About half way through the numbers and lunch, an elderly couple passed by us and they were helping each other walk without falling.

I paused and watched them for a moment and said, "That's the way I hoped we would grow old together."

Her comment was, "Julian, would you please stay focused on the problem at hand!" She cleared the calculator and continued.

We finished the numbers along with lunch, put our papers away and ordered coffee. We talked about nothing for a short while, until it was time for me to get "pissy".

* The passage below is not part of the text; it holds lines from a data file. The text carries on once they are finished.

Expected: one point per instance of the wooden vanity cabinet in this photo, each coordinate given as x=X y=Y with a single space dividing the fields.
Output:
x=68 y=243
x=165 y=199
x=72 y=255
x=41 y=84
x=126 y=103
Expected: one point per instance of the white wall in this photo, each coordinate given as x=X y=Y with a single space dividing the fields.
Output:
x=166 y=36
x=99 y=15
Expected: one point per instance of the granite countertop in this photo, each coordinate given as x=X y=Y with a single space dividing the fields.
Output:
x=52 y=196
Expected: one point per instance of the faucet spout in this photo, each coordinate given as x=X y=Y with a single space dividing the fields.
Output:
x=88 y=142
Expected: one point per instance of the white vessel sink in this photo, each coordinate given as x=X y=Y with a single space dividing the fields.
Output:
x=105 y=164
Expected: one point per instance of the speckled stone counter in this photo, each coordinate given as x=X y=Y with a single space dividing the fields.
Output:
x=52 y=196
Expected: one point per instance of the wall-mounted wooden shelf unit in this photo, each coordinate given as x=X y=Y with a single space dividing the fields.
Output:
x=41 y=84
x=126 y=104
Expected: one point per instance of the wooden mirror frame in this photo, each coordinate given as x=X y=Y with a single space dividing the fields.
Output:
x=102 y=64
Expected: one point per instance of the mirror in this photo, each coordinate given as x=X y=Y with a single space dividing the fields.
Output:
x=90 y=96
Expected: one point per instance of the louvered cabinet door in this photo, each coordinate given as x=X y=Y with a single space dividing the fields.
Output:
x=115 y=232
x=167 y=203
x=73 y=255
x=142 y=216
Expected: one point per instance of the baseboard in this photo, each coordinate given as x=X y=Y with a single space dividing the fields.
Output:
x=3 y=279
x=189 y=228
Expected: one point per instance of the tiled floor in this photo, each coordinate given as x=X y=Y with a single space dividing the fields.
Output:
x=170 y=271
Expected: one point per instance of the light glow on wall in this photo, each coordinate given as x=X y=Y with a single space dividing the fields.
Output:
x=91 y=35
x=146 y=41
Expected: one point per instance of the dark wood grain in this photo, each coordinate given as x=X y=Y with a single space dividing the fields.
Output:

"I see you are not wearing your wedding ring. Does that mean you are advertising your availability? I mean the ring used to be a stop sign for any roving Casanovas. Since the ring is put away does that mean the stop signs are down too?"

Nothing.

"I haven't had sex for nearly four months. You putting down one flag and raising another, does that mean I'm a 'free agent' and can go looking for a little diversion, a little recreation, a little amusement, a little whatever?"

"It means you can go do whatever you want to do."

A long silence was finally broken when she asked something about her car.

"I want to lower the value of my car on the spread sheet. One of the electric windows is acting flaky and won't come down and it needs a smog check to renew its registration. It's a piece of junk."

"If you had a husband, he would take care of all of that for you."

"Well, it's time I learned how to do some of that stuff myself."

"Yeah, right, whatever."

I started to tell her about the fuse that would solve the window problem but the hell with her. Let her pay through the nose to have some professional solve her problem at union hourly rates.

As I started to get up and leave, I realized half of what she was going to have to pay to a professional was going to come out of my half of anything, so I sat back down and told her about the fuse.

Man Aireos, what a depressing and exhausting lunch. Seriously, the way she comes across, she really wants out. There is no doubt about it.

Aireos. Aireos. Aireos.

That's okay partner. I'll just sit here and hover for a while, if you don't mind - Julian.